Diving into specifics, systematic traders who rely on algorithms for trading decisions represent a shift from manual stock picking to a highly automated process, from data management to execution. This system is often structured around the lambda architecture, integrating both streaming and batch data pipelines. In practice, this involves handling high-frequency tick data, storing it, and downsampling into various frequencies for analytical purposes. In addition, a batch processing workflow complements this by dealing with fundamental or alternative datasets, stored and organized effectively in a structured data lake known internally as codex.
The objective is to integrate this material into your framework, whereby your program will process it, employing it for backtesting to evaluate how it performs over time. It includes carrying out portfolio risk assessments and trading optimizations, which are the scientific components underpinning the algorithm development. Following this preparation, instructions are relayed to the trading sector, leading to eventual actions that could unfold in various methods.
Subsequent to this, it becomes necessary to engage in thorough analytics. Such analysis involves systematically arranging this information into tables. This practice gained momentum at the Man Group and is commonplace among numerous alternative asset managers, where the concept of a table has transitioned into a DataFrame. These DataFrames have evolved into crucial data conduits, akin to documents, as entire units are managed, with continuous data inflow and outflow necessitating daily analysis. This emphasizes the narrative where the DataFrame constitutes the primary operational entity.
From a technological perspective, recalling back to 2011 but still relevant today, we were exploring methods to overcome the limitations posed by server bottlenecks initiated by data-related demands. Our approach included experimenting with both proprietary and open-source databases at that time, which often led to the deployment of numerous servers. Here I briefly mention our experience with Mongo. The surprising takeaway was that the data demands from single users could overburden the system, capable of overwhelming an array of servers, contrasting sharply with the dynamics of web services that support vast user bases with minimal infrastructure. This scenario underscores the significant costs and operational challenges involved, including the mental and physical demands of maintaining such infrastructures, even with modern serverless technologies. Additionally, our shift to using Python aimed to simplify API interactions, making data handling via DataFrames exceptionally user-friendly, akin to sharing files on platforms like OneDrive. This move also involved the adoption of a high-performance time series database that eschews complex tools for a straightforward Python API, facilitating easy data manipulation. These collective decisions and technological evolutions directed our strategic focus.
Could there have been an alternative path that would have spared us the effort of developing our own database? In the following, I share some insights into real-world data challenges and my personal reflections on them. Imagine not having to rely on patterns like these. For example, consider images that appear excessively wide, elongated, or jagged. Ultimately, I wasn’t satisfied with these images and decided to experiment with cubism. Although I’m not certain if what I created strictly qualifies as cubism, it certainly contains cubes. Pictured here is an individual grappling with the complexities of real-world data, exemplified by bond data, an intriguing case due to its relative obscurity.
Bonds significantly surpass equities in market size, being almost three times larger globally from the data I obtained, and even more predominant in the U.S., where most bond transactions transpire.
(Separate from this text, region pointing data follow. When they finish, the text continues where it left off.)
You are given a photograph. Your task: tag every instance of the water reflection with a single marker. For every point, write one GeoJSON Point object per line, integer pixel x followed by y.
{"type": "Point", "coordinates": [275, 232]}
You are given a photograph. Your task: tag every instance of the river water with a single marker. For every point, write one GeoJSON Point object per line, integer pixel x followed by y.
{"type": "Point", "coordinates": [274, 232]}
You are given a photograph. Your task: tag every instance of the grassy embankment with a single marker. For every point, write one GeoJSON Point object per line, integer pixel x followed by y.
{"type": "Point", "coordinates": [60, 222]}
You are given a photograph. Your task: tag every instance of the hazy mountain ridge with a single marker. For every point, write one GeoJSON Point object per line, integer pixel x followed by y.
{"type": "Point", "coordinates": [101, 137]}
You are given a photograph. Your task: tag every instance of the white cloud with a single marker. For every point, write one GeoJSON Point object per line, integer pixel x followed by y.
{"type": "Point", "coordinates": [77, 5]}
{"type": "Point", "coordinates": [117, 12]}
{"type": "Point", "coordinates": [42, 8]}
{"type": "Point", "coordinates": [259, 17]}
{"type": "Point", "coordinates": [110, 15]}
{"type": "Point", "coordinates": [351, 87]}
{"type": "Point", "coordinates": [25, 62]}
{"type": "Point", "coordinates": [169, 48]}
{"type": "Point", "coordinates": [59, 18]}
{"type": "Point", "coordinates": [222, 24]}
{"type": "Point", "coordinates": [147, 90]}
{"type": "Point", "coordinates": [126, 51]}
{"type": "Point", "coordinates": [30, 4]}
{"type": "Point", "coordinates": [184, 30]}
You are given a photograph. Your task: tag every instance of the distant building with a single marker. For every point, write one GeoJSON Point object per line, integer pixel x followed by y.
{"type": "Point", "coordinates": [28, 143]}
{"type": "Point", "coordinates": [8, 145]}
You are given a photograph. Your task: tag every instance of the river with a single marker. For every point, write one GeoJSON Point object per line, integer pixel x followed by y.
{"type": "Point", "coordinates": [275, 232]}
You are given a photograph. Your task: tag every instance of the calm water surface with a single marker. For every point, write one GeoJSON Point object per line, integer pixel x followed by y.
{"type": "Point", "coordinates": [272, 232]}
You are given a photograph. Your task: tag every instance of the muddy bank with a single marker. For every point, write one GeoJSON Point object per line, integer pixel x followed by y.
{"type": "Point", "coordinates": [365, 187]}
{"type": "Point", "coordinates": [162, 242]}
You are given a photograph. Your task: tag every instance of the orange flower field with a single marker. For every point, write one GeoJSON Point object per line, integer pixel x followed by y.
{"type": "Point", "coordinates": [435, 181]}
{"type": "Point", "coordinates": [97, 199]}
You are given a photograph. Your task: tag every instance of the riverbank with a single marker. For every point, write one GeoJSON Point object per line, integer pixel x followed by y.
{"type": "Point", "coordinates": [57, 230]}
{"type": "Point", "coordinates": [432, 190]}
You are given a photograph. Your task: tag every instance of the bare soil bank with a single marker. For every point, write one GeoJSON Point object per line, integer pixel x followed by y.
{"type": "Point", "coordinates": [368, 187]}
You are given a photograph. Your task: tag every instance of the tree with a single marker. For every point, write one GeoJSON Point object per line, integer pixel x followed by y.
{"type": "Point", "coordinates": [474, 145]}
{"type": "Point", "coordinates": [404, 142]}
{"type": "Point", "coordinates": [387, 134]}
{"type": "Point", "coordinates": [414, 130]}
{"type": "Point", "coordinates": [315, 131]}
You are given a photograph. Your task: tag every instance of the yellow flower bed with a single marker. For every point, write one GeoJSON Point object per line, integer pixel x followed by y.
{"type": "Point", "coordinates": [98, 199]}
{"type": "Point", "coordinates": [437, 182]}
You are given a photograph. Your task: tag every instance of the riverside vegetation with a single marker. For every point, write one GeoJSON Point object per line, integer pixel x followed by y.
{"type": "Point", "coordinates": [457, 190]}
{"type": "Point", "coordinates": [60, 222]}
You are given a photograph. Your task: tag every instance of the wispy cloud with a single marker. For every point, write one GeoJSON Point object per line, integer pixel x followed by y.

Despite its vastness, the bond market exhibits less liquidity than that of equities. The trading of bonds, essentially credit, is notably slower and more challenging due to its over-the-counter nature. This sector provides a fertile landscape for quantitative analysis, especially because of its size and illiquidity, making it a challenging yet rewarding frontier.
The associated data also presents its challenges. At the outset, one might envision data normalization. Consider the layout whereby Python pandas DataFrame represents bond data, displaying dates and various identifying numbers like Cusips and ISINs, alongside numerous metrics such as prices and durations. This typifies a conventional method of data arrangement. However, it’s not always the most practical for data manipulation. Real work often entails modification of these setups.
A pivotal transformation involves streamlining the data to focus solely on price, viewed through a pivot. Here, individual measures are prioritized to facilitate specific computations. The IDs now align horizontally with time extending vertically, optimizing the setup for time series analytics. When this data is organized column-wise, processing speeds are remarkable. Presented in this way, the data aligns ideally for cross-sectional analysis, treating each category like a component of a portfolio.
Handling a single asset rarely suffices. This task fundamentally organizes how you wish to manipulate the data. Ultimately, from this dataset, you have access to 400,000 historically tradable bonds, amounting to several gigabytes of data. While the extract presented consists of just five rows, the complete dataset encompasses thousands of daily entries. The volume of data is substantial; for instance, it wouldn’t fit within the RAM of a standard laptop. Additionally, managing this data necessitates tools capable of handling extensive columns, which isn’t typical of standard SQL schemas; rather, it requires treatment akin to a data block.
The narrative here largely revolves around the trade-offs in data normalization and could be subject to personal opinion. Traditionally, people are trained to devise schemas that are normalized—a practice advocated for on the left side. While this is not inherently incorrect, it demands thoughtful consideration. Reasons for normalization include variations in data structure, recognizing that not every timestamp persists, and acknowledging the fluctuation of assets, with examples such as Apple not always being present, and numerous companies facing dissolution.
The necessity to normalize escalates with the dynamic nature of your data schema. Such foundation is typically laid out during collegiate education in computer science, yet, users may prioritize different aspects. To illustrate, I’ve presented an alternative scenario where asset IDs are not merely headers but represent divisions within your problem. This could be driven by applications where users are primarily fetching individual assets. In such cases, the burden of constructing and querying whole tables for single assets becomes inefficient. Instead, opting for columnar storage for specific assets may be preferable. Additionally, as operational parameters or calculations alter the structure of your columns, alignment becomes crucial, emphasizing user-centric design over extensive normalization. This approach has led to the crafting of DataFrames tailored to the shapes users require.
Two key elements are essential here: firstly, managing large data sets effectively, whether they span billions or trillions of rows – this could range from tick data to decades of daily records. It’s also crucial to cater to extensive cross-sectional analyses by supporting hundreds of thousands, or even a million columns, as with some of our current users on ArcticDB.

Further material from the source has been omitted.